Não adianta explicar que, independente da curva de contágio, o número de mortos seria idêntico; que uma vacina não chegará tão logo e, neste tempo, o vírus pode sofrer mutações; que o Covid nunca mais “sumirá” e a pandemia só “terminará” quando tivermos adquirido imunização coletiva; que a Unicef já prevê que as consequências do isolamento causarão a morte de mais de UM MILHÃO DE CRIANÇAS…

Nem adianta mostrar a opinião de trocentos outros especialistas, até mais especializados do que os que estão seguindo fielmente. Se não fizer parte da “igreja da mídia”, é um herege conspiracionista, que não está pregando a “verdadeira palavra”. Giordano Bruno manda lembranças.

Nessa religião do novo século, substituímos o véu pelas máscaras e, mais sensíveis do que os antigos, não sacrificamos pessoalmente os nossos “ofertados”; mas deixamos que eles morram de fome. A fé nos rituais continua inabalável.

Mesmo com milhares morrendo, juramos que a quarentena é eficiente. É o que os “sacerdotes” mandaram, oras. Se não está funcionando é porque existem os hereges, que não a respeitam, mesmo que estes não se contaminem.

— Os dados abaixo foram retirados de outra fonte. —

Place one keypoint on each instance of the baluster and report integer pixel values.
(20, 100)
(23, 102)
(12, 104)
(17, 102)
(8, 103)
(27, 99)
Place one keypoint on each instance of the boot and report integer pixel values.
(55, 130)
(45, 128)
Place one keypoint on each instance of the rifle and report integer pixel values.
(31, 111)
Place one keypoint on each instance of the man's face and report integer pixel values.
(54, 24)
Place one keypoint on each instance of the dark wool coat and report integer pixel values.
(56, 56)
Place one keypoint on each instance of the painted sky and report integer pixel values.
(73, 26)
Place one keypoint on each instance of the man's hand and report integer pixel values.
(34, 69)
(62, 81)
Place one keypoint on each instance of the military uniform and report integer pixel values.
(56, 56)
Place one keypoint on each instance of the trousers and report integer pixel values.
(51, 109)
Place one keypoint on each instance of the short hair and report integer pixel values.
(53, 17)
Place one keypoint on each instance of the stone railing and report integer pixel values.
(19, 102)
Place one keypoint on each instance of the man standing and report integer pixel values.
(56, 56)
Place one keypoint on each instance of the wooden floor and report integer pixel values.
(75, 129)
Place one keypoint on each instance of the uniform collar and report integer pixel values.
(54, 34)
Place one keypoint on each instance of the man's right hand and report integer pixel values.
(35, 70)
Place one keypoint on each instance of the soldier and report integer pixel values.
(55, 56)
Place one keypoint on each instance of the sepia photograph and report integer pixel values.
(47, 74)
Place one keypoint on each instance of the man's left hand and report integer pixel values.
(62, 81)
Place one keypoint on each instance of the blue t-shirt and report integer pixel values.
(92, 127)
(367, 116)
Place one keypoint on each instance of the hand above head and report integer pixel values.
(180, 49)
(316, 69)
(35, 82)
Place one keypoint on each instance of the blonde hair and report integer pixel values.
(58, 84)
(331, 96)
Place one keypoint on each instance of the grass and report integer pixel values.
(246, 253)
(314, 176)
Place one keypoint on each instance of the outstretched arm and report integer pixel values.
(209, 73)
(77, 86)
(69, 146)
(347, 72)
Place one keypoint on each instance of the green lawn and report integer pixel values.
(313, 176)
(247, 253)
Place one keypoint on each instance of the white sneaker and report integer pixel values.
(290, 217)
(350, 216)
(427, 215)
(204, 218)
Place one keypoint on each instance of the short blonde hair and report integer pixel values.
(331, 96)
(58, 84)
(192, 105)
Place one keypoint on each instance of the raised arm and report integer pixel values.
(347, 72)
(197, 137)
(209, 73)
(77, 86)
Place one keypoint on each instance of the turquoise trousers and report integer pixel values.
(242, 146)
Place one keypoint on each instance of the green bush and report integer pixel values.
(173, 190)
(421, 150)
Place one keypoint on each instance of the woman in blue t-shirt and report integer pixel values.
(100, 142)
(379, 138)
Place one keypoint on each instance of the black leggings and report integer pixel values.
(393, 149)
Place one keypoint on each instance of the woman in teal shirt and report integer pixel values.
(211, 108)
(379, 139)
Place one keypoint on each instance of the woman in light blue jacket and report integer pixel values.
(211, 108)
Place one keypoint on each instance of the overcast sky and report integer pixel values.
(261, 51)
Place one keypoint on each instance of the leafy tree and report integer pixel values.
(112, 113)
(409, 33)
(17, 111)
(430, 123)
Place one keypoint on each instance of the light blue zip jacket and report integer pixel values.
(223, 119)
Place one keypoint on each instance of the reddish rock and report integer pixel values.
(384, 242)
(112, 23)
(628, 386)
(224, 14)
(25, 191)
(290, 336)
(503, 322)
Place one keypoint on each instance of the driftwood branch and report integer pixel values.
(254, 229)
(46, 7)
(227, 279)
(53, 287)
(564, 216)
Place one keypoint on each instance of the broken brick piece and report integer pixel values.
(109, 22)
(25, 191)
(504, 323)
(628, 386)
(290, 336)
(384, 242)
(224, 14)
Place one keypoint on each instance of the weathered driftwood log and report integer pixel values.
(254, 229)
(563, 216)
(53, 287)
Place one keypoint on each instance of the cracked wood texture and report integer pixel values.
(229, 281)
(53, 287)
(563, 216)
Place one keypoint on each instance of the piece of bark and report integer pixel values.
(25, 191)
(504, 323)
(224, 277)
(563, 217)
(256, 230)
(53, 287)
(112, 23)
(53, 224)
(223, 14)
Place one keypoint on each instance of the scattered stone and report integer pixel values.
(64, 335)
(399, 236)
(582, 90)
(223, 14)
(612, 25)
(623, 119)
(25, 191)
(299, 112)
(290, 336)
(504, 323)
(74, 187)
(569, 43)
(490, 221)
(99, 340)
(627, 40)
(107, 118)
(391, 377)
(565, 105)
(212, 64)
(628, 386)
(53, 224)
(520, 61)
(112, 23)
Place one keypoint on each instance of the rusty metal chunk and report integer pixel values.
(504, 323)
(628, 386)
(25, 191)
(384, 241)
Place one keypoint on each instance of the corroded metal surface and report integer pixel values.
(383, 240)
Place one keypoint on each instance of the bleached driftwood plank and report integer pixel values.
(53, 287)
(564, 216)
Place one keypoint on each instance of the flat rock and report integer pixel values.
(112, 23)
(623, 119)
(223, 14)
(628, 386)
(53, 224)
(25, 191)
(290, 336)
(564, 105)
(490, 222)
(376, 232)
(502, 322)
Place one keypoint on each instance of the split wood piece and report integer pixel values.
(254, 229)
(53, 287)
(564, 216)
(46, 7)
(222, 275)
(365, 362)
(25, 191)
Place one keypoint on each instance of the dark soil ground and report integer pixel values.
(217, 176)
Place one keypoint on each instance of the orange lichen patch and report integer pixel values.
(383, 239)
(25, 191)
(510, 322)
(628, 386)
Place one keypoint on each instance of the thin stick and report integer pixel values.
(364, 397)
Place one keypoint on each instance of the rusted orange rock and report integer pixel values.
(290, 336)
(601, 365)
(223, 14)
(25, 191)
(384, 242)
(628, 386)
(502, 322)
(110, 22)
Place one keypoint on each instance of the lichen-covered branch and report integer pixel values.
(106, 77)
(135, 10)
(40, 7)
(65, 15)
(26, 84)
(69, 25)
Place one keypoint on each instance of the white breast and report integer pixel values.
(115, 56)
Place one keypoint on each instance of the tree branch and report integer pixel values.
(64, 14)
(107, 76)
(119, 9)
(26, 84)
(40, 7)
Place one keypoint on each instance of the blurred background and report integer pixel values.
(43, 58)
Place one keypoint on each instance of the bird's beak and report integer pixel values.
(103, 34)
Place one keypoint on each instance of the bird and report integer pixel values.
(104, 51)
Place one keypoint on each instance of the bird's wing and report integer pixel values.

O ódio pelos descrentes, aliás, continua o mesmo. Ainda acreditamos que é deles a culpa pelas mazelas humanas e que são eles os causadores da fúria dos deuses, que também se abate sobre os “justos”. Só que, agora, os chamamos de “ignorantes”, em vez de “bruxos”. Não deixamos, porém, de denunciá-los às autoridades: Os inquisidores eleitos nas urnas.